L’agriculture biologique est un mode de production durable qui concernait 2,3 millions d’hectares en France en 2019, soit 8,5%2 du territoire agricole. Elle assure le respect de l’environnement, la protection de la biodiversité, la préservation des ressources naturelles, le respect des équilibres naturels et un niveau de bien-être animal élevé, avec quelques couacs à l’abattage3

Elle fait son apparition en France dans les années 50 parmi des groupements d’agriculteurs en opposition au modèle intensif mis en place à la sortie de la seconde Guerre Mondiale : monoculture, semences sélectionnées, engrais, pesticides… Sa reconnaissance officielle4 date de juillet 1980 et de la loi d’Orientation Agricole. Ainsi, les cahiers des charges mis en place dans les années 70 par ces groupements, notamment par l’association Nature et Progrès, définissant les conditions de production de l’agriculture n’utilisant pas d’intrants chimiques de synthèse, peuvent être homologués par arrêté du Ministère de l’Agriculture.

L’éco-label AB (Agriculture Biologique) est le label écologique Français.
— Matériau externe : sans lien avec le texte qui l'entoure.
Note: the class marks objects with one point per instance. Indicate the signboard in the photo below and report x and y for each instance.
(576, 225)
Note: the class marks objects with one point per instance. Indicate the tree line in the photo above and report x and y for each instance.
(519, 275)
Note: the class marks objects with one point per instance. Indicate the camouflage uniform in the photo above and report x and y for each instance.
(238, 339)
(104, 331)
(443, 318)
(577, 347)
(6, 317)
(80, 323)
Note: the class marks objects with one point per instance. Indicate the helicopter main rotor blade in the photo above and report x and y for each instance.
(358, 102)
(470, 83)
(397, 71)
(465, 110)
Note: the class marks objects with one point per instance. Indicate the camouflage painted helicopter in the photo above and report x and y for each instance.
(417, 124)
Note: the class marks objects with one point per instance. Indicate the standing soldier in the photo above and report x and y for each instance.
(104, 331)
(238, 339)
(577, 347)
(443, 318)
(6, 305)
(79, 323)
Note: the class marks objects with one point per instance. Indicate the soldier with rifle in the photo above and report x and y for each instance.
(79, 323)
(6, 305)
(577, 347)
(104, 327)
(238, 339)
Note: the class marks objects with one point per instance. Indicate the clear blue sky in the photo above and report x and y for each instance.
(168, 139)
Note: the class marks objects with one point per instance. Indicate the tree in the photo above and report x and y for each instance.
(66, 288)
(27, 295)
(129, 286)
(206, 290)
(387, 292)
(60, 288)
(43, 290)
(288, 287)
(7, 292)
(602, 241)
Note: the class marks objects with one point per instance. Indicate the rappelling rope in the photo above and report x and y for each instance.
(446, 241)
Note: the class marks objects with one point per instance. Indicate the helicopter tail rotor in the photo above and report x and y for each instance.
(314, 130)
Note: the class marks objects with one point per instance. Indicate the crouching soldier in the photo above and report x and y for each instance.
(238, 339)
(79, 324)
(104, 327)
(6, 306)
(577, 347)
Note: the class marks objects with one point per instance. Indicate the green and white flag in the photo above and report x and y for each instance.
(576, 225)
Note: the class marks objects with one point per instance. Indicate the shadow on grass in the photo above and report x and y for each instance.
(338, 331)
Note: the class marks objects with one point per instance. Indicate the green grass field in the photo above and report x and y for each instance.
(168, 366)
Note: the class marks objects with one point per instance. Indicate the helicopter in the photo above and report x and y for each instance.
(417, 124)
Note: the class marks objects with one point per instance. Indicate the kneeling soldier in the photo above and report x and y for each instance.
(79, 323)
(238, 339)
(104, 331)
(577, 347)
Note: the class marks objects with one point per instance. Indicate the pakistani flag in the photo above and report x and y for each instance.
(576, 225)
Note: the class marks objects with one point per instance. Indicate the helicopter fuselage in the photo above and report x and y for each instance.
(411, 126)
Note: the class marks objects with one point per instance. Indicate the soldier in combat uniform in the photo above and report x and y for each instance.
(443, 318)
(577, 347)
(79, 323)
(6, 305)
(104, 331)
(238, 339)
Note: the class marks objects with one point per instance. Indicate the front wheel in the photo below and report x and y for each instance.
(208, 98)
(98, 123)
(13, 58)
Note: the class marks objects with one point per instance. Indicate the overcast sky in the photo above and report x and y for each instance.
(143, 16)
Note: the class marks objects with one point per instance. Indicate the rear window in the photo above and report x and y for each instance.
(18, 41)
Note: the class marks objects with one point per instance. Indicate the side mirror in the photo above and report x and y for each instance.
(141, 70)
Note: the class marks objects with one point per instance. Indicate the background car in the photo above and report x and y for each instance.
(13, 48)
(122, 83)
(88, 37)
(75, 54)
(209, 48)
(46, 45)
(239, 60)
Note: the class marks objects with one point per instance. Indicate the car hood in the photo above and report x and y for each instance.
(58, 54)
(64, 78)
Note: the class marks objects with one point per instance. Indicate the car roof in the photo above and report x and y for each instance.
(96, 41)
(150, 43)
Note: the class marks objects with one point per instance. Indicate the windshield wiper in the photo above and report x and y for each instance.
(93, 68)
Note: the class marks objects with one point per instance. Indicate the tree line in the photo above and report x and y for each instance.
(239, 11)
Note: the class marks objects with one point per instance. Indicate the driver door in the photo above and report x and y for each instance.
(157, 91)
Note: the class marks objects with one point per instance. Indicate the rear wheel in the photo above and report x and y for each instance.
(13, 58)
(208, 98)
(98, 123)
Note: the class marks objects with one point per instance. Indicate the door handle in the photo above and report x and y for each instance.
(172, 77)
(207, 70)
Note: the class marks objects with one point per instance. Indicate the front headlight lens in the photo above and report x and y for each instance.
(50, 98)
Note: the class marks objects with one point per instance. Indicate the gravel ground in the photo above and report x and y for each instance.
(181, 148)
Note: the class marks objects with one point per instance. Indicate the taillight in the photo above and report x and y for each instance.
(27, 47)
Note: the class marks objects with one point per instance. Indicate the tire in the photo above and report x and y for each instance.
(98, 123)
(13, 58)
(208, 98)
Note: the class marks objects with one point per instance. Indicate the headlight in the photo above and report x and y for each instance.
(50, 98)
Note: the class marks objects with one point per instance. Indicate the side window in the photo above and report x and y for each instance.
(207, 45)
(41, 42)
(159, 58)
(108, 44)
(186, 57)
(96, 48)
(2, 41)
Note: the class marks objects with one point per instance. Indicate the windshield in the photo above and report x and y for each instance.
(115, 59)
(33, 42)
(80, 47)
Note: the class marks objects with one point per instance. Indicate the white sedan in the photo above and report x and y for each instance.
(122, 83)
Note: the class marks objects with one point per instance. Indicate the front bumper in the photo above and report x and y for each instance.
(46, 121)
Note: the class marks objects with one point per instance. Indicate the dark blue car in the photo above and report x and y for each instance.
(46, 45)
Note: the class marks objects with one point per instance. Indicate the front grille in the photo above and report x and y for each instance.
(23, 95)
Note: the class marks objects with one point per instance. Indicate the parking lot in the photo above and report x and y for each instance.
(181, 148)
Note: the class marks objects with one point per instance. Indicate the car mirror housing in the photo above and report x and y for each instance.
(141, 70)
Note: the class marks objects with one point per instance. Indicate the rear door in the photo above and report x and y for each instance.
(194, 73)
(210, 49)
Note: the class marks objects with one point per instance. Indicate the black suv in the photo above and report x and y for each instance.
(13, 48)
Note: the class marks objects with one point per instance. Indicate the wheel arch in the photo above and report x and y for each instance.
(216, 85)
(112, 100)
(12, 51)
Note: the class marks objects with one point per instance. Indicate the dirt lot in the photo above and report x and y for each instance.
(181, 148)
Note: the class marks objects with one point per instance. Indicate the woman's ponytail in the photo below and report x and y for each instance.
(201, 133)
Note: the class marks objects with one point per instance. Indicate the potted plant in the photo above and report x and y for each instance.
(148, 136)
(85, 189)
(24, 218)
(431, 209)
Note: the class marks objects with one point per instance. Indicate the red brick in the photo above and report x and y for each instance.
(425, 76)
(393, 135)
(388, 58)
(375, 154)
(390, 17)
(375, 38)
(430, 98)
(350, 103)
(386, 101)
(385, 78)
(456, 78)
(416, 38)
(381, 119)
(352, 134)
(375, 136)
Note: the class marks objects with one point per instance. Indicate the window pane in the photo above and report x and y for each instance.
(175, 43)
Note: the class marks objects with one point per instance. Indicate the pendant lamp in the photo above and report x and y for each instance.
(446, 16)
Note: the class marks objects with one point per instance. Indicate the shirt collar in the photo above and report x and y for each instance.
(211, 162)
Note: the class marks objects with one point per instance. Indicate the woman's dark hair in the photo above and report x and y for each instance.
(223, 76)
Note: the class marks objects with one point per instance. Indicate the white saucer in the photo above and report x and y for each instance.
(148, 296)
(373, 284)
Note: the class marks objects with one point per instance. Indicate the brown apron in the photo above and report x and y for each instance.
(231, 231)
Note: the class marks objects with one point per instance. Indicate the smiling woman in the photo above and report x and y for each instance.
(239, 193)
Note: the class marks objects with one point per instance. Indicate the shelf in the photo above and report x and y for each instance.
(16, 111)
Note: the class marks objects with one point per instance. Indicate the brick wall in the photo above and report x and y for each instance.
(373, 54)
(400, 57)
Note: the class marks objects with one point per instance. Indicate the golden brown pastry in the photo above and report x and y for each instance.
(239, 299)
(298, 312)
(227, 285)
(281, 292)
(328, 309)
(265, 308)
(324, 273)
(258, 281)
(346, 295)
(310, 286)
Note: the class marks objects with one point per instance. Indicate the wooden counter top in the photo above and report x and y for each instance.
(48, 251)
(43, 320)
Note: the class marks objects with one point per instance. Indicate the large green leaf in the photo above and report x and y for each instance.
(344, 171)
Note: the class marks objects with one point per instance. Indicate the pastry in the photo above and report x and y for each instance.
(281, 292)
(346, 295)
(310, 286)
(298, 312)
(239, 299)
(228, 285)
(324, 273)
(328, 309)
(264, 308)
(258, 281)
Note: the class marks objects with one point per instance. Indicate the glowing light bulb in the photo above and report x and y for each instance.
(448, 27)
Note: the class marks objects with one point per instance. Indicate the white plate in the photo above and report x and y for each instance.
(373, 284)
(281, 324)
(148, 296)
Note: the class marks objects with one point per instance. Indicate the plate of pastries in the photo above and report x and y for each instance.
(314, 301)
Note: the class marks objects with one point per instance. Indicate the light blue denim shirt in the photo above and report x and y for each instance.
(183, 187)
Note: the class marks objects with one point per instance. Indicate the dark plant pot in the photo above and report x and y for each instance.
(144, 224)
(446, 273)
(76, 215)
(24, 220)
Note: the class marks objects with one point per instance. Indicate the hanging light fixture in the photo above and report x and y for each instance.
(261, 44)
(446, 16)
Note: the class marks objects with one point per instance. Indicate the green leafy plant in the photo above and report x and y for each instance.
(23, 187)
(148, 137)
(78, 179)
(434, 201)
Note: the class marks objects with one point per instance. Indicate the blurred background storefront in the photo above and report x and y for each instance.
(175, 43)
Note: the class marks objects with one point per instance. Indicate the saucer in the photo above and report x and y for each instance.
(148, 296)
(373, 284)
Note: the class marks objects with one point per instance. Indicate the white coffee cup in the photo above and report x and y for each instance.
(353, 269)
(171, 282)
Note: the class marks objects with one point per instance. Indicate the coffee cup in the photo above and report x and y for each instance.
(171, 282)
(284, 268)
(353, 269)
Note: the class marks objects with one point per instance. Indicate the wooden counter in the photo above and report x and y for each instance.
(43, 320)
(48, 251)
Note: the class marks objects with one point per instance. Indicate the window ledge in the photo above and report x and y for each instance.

Il a été créé en 1985 par le Ministère de l’Agriculture qui en reste propriétaire exclusif et en définit les règles de certification et de communication permettant de contribuer à l’information du consommateur en matière d’agriculture biologique. Ce graphisme date de 1995. Apposé sur un packaging, un étiquetage ou un point de vente, il certifie la conformité d’une denrée alimentaire ou d’un produit agricole biologique au règlement (CE) n°834/2007 du 28 juin 2007 relatif à la production biologique et à l’étiquetage des produits biologiques5 et à ses règlements d’application :

  • (CE) n°889/2008 de la Commission du 5 septembre 2008 portant modalités d’application du règlement (CE) n°834/2008 en ce qui concerne la production biologique, l’étiquetage et les contrôles.
  • (CE) N° 1235/2008 du 8 décembre 2008 portant modalités d’application du règlement (CE) n°834/2007 en ce qui concerne le régime d’importation de produits biologiques en provenance des pays tiers.

Tout au long de la filière, les opérateurs doivent respecter un cahier des charges rigoureux leur permettant de demander la certification AB auprès d’un des 12 organismes officiels6 agréés par l’Institut National de l’Origine (INAO)7. Cette procédure peut être mise en place par un agriculteur, un producteur, un préparateur, un transformateur, un distributeur ou un importateur de produits biologiques. À ce jour, 70 3227 opérateurs sont certifiés (47 196 producteurs soit un peu plus de 10% des exploitations françaises, 19 311 transformateurs, 8 813 distributeurs et 662 importateurs).

Suite à la certification, les organismes officiels sont également chargés de procéder à des contrôles annuels menant à des prélèvements et analyses de produits7. Pour ceux ne répondant plus au cahier des charges, les sanctions vont du déclassement jusqu’au retrait de l’habilitation de l’opérateur.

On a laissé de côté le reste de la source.